Cell Proliferation Assays
Cell viability assay was performed using CellTiter 96 AQueous One Solution Reagent (Promega, Madison, WI, USA) according to the manufacturer’s recommendations. Briefly, cells were plated in 96-well microplates in triplicate at a density of 3×105cells/ml and treated as indicated for 72 hrs. Then 20 μl of a tetrazolium compound (MTS) was added to each well for 4 h at 37°C. After incubation, the absorbance was read at a wave length of 490 nm. Accordingly, cell viability is reported as percentage of control (untreated) cells, with the data representing three independent experiments. Error bars represent the standard error of the mean for each data point.
Western Blot
Protein was extracted by RIPA lysis buffer supplemented with protease inhibitor cocktail set I and phosphatase inhibitor cocktail set II (Calbiochem, Nottingham, England).
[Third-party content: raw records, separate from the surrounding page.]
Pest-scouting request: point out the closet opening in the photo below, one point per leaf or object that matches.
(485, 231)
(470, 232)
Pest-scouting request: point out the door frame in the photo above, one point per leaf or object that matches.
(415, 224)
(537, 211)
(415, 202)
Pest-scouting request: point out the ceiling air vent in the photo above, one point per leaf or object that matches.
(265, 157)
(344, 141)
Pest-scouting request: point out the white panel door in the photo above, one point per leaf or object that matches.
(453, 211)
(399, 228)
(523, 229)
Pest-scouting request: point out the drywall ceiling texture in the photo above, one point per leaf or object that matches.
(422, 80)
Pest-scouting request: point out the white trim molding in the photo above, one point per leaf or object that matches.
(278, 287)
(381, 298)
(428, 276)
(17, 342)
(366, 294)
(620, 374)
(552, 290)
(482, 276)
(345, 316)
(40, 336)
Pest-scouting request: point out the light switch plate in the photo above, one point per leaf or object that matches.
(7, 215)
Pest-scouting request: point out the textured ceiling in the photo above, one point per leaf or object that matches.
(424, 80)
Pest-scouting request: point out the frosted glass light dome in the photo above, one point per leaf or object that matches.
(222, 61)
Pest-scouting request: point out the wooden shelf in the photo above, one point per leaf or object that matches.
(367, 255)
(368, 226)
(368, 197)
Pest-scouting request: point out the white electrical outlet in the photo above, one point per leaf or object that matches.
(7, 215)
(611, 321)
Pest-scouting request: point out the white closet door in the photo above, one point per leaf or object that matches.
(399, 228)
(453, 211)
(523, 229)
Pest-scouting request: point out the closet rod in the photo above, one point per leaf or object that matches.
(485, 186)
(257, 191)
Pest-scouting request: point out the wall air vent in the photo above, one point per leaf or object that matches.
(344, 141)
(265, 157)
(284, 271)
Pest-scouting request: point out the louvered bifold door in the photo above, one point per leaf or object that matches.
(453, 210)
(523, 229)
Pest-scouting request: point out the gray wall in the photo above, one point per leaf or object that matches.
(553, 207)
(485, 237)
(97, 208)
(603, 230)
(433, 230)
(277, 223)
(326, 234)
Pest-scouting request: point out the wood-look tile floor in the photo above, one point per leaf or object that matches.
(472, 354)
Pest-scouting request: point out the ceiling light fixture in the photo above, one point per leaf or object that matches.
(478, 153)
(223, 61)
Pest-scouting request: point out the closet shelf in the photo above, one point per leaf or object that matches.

Equal amounts of protein extracts were resolved in 4%-12% standard SDS-PAGE and transferred to polyvinylidenedifluoride (PVDF) membranes. Membranes were probed with primary antibody overnight at 4°C and Horseradish peroxidase (HRP)-conjugated secondary antibody for 1 h at room temperature, with the protein band visualized by chemiluminescent detection kit with ClarityTM Western ECL Substrate from Bio-Rad Laboratories (Richmond, CA, USA). The images were captured using Bio-Rad ChemiDoc Imaging System.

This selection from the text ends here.